Vera Wong's Unsolicited Advice for Murderers
Vera Wong, a lonely widow who lives above a tea shop in San Francisco's Chinatown, finds a dead man in her shop one morning, holding a flash drive in his hand. After she calls the cops, she decided to steal the drive, knowing her investigation skills are better than the police.
The Thursday Murder Club
The Thursday Murder Club series (there's four) feature a group of friends at a retirement village who discuss unsolved murders—and then find themselves solving live cases. The fourth (and possibly final) book in the series, The Last Devil to Die, came out this fall.
Mother-Daughter Murder Night
This book is advertised as "Think: Gilmore Girls, but with murder," so we were obviously immediately in. In Mother-Daughter Murder Night, businesswoman Lana finds herself stuck in her daughter Beth's sleepy coastal town. When Beth's daughter discovers a dead body while kayaking and becomes the prime suspect, Lana springs into action to protect her grandchild.
Everyone in My Family Has Killed Someone: A Novel
In this fun page-turner, narrator Ernest Cunningham's family gathers at a ski resort to celebrate Ernest brother Michael's release from prison. But when someone turns up dead, Ernie knows that everyone in his family could be the murderer. Ernest breaks the fourth wall throughout the novel, which is filled with references to the Golden Age of British mystery fiction (think: Agatha Christie and Margery Allingham).
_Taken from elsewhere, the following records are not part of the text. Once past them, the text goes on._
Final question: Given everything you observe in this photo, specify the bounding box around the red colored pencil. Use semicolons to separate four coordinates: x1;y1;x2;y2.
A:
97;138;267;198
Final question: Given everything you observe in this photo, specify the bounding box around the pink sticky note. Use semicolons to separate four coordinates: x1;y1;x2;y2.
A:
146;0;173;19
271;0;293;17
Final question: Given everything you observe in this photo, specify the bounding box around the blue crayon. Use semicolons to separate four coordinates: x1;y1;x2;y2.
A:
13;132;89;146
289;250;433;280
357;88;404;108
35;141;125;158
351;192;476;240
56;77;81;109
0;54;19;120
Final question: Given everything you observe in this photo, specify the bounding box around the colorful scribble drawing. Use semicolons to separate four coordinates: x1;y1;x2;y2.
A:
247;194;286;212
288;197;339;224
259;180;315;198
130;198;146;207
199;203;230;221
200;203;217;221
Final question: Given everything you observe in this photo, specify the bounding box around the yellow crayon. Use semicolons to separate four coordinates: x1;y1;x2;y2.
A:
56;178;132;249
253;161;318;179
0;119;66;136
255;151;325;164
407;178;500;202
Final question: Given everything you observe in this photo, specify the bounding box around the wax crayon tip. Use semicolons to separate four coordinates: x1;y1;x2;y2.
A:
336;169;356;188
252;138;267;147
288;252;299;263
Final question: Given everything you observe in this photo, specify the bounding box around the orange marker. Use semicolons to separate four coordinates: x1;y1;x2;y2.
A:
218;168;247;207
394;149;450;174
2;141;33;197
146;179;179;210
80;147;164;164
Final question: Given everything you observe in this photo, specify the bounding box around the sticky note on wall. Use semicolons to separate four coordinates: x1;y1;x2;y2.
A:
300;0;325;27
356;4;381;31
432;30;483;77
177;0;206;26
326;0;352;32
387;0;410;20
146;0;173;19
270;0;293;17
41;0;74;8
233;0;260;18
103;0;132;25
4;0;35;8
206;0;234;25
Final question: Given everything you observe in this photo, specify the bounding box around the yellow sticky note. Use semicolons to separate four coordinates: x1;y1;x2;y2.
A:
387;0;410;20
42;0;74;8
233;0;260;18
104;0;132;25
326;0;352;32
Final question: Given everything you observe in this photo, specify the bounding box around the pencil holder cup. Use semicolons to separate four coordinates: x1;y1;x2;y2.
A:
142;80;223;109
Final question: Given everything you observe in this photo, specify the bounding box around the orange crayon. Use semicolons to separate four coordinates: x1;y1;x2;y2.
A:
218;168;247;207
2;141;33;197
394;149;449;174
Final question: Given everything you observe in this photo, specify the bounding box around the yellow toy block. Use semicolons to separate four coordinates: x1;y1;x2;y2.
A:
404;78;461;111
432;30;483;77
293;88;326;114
The Cat Who Caught a Killer
Conrad is a cat, and he's also a detective. You're either in or you're out from that summary, as that's basically the plot of The Cat Who Caught a Killer, where Conrad helps newly widowed Lulu Lewis solve the suspicious death of her mother-in-law.
A Murder of Crows
Nell Ward didn't intend to solve crimes. But when she overhears a murder, and becomes the main suspect, she sets out to clear her name—using her training as an ecologist. (A classic cozy mystery set-up is the reluctant detective.)
The Appeal: A Novel
This creative murder mystery takes the form of a series of letters, emails, messages that lawyers are combing through to figure out who killed a member of a local theater group. As the publisher writes, "the evidence is all there, between the lines, waiting to be uncovered"—but can you, the reader, figure it out?
The Mystery Guest
Nita Prose's The Maid was a bestseller, featuring Molly Gray, a hotel maid, who ends up a lead suspect in the murder of a wealthy hotel guest. Molly returns in The Mystery Guest, when a famous mystery author dies in the hotel's tearoom. He has links to Molly's past, and Molly must solve the mystery before anyone else can figure out her secrets.
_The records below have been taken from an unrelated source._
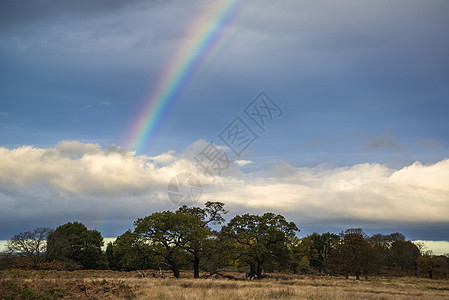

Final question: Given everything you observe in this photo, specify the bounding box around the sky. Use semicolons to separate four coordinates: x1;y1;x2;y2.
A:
0;0;449;252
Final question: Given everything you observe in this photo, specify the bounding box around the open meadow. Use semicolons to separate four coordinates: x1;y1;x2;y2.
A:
0;270;449;300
Murder in an Irish Village
Carlene O'Connor's entire Murder in an Irish Village series is cozy and delightful, so it's best to begin with the first one, where 22-year-old Siobhán O'Sullivan runs her family's bistro with her five siblings. When they open one morning and find a man dead at a table, it's up to Siobhán and her siblings to find the murderer and clear the O'Sullivan name.
Midnight at Malabar House
It's New Year's Eve in Bombay in 1949, and Inspector Persis Wadia, India's first (and only) female police detective, is on the midnight shift. When the murder of English diplomat Sir James Herriot occurs, Persis takes the sensational case, and must prove herself.